In sports, athletes often cross-train by training in ways that may not seem obvious to their own sport. Tiger Woods reportedly was one of the first golfers to start lifting weights. Arm strength and stamina is crucial in golf, yet far too many golfers simply practiced their swing and ignored developing their upper body strength.
Geeks need to cross-train in other fields as well, preferably outside of their beloved technological fields. A geek with an MBA is far more valuable than a geek with just a bachelor’s degree in engineering. That’s because a geek with an MBA can understand how technology works and make intelligent business decisions to profit from it. Most geeks with just technological expertise fail to find a business use for their knowledge. As a result, they create useless products that serve no other purpose other than to keep other geeks happy.
The goal of all geeks should never be to focus solely on technology but to always focus on how technology can be used by non-geeks. When you read stories about engineers developing inexpensive and easy to maintain solar devices for use in Third World countries, that’s a proper use of technology. When you read about another technological product that’s too hard to use, too complicated to understand, and too difficult to produce any useful results, that’s the typical failure that comes from an obsession with technology at the expense of practical purposes.
The main reason why geeks get treated as second-class citizens in many companies is because the geeks put themselves there by isolating themselves in their technology enclaves. Geeks have the power to control the world, but all that power is useless if they don’t now how to use their knowledge to benefit others. Morons with a business degree can graduate from college and move right into a managerial position in a company, bossing geeks around, just because that person is focused on creating products to sell to others. Ultimately, all technology needs to benefit non-geeks. If you’re not working to not only satisfy, but delight non-geeks, all your technological knowledge is going to waste.

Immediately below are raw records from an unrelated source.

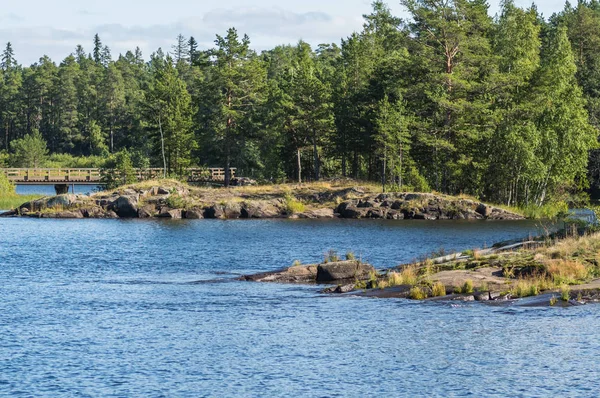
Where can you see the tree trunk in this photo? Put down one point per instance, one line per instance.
(299, 166)
(316, 154)
(162, 142)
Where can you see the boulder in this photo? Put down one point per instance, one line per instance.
(63, 214)
(484, 210)
(194, 214)
(261, 209)
(343, 270)
(125, 207)
(147, 211)
(296, 274)
(353, 212)
(232, 211)
(317, 214)
(215, 211)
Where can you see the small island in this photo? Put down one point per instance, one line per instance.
(175, 200)
(556, 270)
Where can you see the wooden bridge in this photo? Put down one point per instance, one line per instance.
(94, 176)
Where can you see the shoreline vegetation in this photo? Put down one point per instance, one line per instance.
(446, 99)
(555, 270)
(343, 199)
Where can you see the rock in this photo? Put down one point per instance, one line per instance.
(395, 215)
(377, 213)
(296, 274)
(194, 214)
(213, 212)
(484, 210)
(125, 207)
(344, 289)
(367, 204)
(261, 209)
(10, 213)
(64, 215)
(232, 211)
(317, 213)
(176, 214)
(343, 270)
(353, 212)
(482, 296)
(148, 211)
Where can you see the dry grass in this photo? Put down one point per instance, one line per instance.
(417, 293)
(408, 276)
(567, 271)
(439, 290)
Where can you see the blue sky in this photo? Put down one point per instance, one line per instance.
(37, 27)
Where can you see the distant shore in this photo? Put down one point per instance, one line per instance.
(175, 200)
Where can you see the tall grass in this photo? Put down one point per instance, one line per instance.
(12, 201)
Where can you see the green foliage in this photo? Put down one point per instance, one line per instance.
(468, 287)
(417, 293)
(565, 293)
(176, 201)
(504, 109)
(332, 256)
(6, 187)
(29, 151)
(293, 206)
(439, 290)
(119, 171)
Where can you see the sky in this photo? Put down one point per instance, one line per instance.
(55, 28)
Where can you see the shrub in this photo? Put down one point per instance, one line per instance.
(6, 187)
(565, 293)
(567, 271)
(468, 287)
(416, 293)
(439, 290)
(176, 201)
(293, 206)
(332, 256)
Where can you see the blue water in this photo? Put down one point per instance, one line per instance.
(49, 189)
(109, 308)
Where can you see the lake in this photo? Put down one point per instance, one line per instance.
(117, 308)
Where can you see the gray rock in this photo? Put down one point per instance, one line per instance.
(484, 210)
(353, 212)
(343, 270)
(126, 207)
(194, 214)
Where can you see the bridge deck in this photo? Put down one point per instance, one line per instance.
(94, 176)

So make sure you don’t fall into the geek trap of living your world as if technology and other geeks were all that matters. That type of thinking will guarantee you get pigeon holed in a corner and overlooked by everyone. You need to master technology and then master the outside world that doesn’t embrace complexity. As a geek, your job is to solve problems and then make it easy for non-geeks to solve problems too. You’re not building products for yourself but for others who may not care (or may not be smart enough) to understand the technology that you love so much.

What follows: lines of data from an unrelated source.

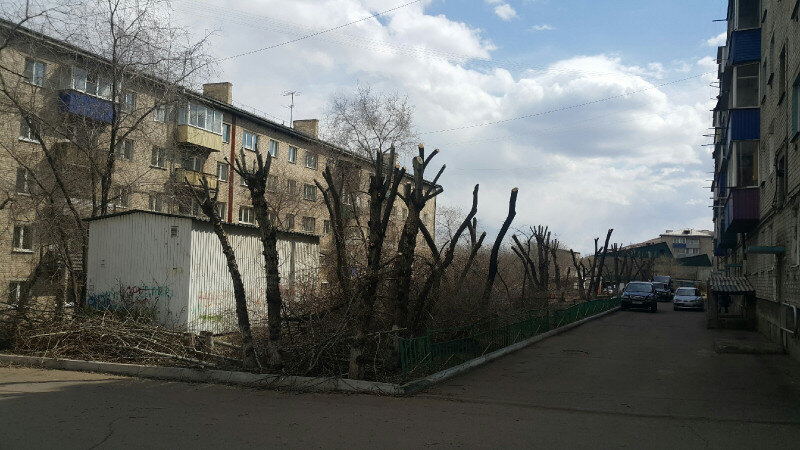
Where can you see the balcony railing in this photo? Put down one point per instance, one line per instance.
(195, 178)
(192, 136)
(78, 103)
(742, 210)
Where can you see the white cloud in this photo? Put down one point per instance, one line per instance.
(633, 163)
(717, 40)
(542, 27)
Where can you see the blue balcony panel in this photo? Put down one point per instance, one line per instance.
(745, 124)
(745, 46)
(742, 210)
(84, 105)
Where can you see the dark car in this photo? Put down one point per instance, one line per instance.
(662, 292)
(639, 294)
(666, 279)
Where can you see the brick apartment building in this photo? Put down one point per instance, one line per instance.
(757, 161)
(187, 137)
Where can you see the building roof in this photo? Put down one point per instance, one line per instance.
(199, 220)
(731, 285)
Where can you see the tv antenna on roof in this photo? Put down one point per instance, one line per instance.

That’s okay. Everyone has skills that other people don’t understand. Your job is to take your skills and apply them so others can benefit from them. Strive for results and simplicity. If you can do that, you’ll go much further because you can actually help others with your knowledge instead of dwelling on your knowledge with others who think like you do.
There’s a whole wide world out there ready to be conquered. If you can handle the complexities of chemistry, physics, and math, you should have little trouble handling the rest of the world. You just have to realize that knowledge is only useful when it can be applied to solve problems for non-geeks. When you grasp this concept, they’ll be no stopping you from excelling in the rest of your life.